October 23, 2017 report
A way to dramatically improve resolution of confocal microscopy
A team of researchers at Cornell University has developed a way to dramatically improve the resolution of confocal microscopy. They describe the technique in a paper they have had published in Physical Review X.
Confocal microscopy is a type of microscopy that uses a laser along with optics to create images of objects at the nanoscale, but due to various types of noise, the images produced can sometimes turn out fuzzier than researchers would like. To reduce this fuzziness, the researchers with this new effort came up with mathematical models that could be converted to computer code to eliminate some of the noise, and in so doing, reveal more detail of the objects under study.
The precision that can be obtained using optics, the researchers note, is limited by statistical noise, which has been defined by the Cramér-Rao bound. But, the researchers found, confocal microscopes were not offering even that resolution because information was being lost. Light from a dye, for example, when conducting fluorescence imaging was being lost as it spread, reducing precision. They noted that such spreading and the loss that resulted could be described mathematically. Because of that it was possible to build a model that could take into account the unevenness of light distribution. Then by adding parameters, they could essentially recover that lost light and add it back to the image. They have named this method parameter extraction reconstructed images (PERI).
The PERI model was then incorporated into computer code that could analyze an image and then produce a new one that was sharper than the original—it was quite intensive, running for a day on powerful computers at Cornell and on Amazon's cloud mainframe. The team tested their technique by scanning colloid particles and sending the results to the computer for crunching. The results were an obvious improvement, as can be seen in the resulting photographic comparisons—they achieved approximately 10 to 100-fold improvements in resolution.
The new method offers clear benefits, but as the team notes, it also has some limitations. New models have to be built for each type of object to be studied—also, researchers must know in advance the shape of the object under study. The code is open source, so anyone who wishes to test, use or modify it for their own purposes is free to do so.

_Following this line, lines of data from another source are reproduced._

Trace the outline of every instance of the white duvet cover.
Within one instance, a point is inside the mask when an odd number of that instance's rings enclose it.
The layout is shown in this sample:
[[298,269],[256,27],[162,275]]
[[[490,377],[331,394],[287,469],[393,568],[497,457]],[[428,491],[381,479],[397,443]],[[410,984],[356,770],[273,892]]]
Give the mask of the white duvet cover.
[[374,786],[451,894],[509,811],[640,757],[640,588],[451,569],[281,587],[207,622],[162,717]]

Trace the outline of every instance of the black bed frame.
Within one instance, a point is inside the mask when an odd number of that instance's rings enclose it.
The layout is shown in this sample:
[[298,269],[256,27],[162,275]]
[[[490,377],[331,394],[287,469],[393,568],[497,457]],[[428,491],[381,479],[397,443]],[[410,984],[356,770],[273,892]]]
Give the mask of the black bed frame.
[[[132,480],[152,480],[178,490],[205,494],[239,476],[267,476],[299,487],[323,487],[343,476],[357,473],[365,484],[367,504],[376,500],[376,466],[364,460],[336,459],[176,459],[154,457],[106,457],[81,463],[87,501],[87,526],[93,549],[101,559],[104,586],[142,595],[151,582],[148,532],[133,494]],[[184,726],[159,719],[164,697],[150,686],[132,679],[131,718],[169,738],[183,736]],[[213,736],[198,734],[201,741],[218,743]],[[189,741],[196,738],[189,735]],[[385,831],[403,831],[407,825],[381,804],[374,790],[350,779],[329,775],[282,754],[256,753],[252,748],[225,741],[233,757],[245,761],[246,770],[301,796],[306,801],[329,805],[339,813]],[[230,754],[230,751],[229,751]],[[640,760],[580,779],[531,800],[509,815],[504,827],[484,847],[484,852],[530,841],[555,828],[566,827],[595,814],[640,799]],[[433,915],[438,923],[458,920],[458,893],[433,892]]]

Microscopy is the workhorse of the physical and life sciences, producing crisp images of everything from atoms to cells well beyond the capabilities of the human eye. However, the analysis of these images is frequently little more accurate than manual marking. Here, we revolutionize the analysis of microscopy images, extracting all the useful information theoretically contained in a complex microscope image. Using a generic, methodological approach, we extract the information by fitting experimental images with a detailed optical model of the microscope, a method we call parameter extraction from reconstructing images (PERI). As a proof of principle, we demonstrate this approach with a confocal image of colloidal spheres, improving measurements of particle positions and radii by 10–100 times over current methods and attaining the maximum possible accuracy. With this unprecedented accuracy, we measure nanometer-scale colloidal interactions in dense suspensions solely with light microscopy, a previously impossible feat. Our approach is generic and applicable to imaging methods from brightfield to electron microscopy, where we expect accuracies of 1 nm and 0.1 pm, respectively.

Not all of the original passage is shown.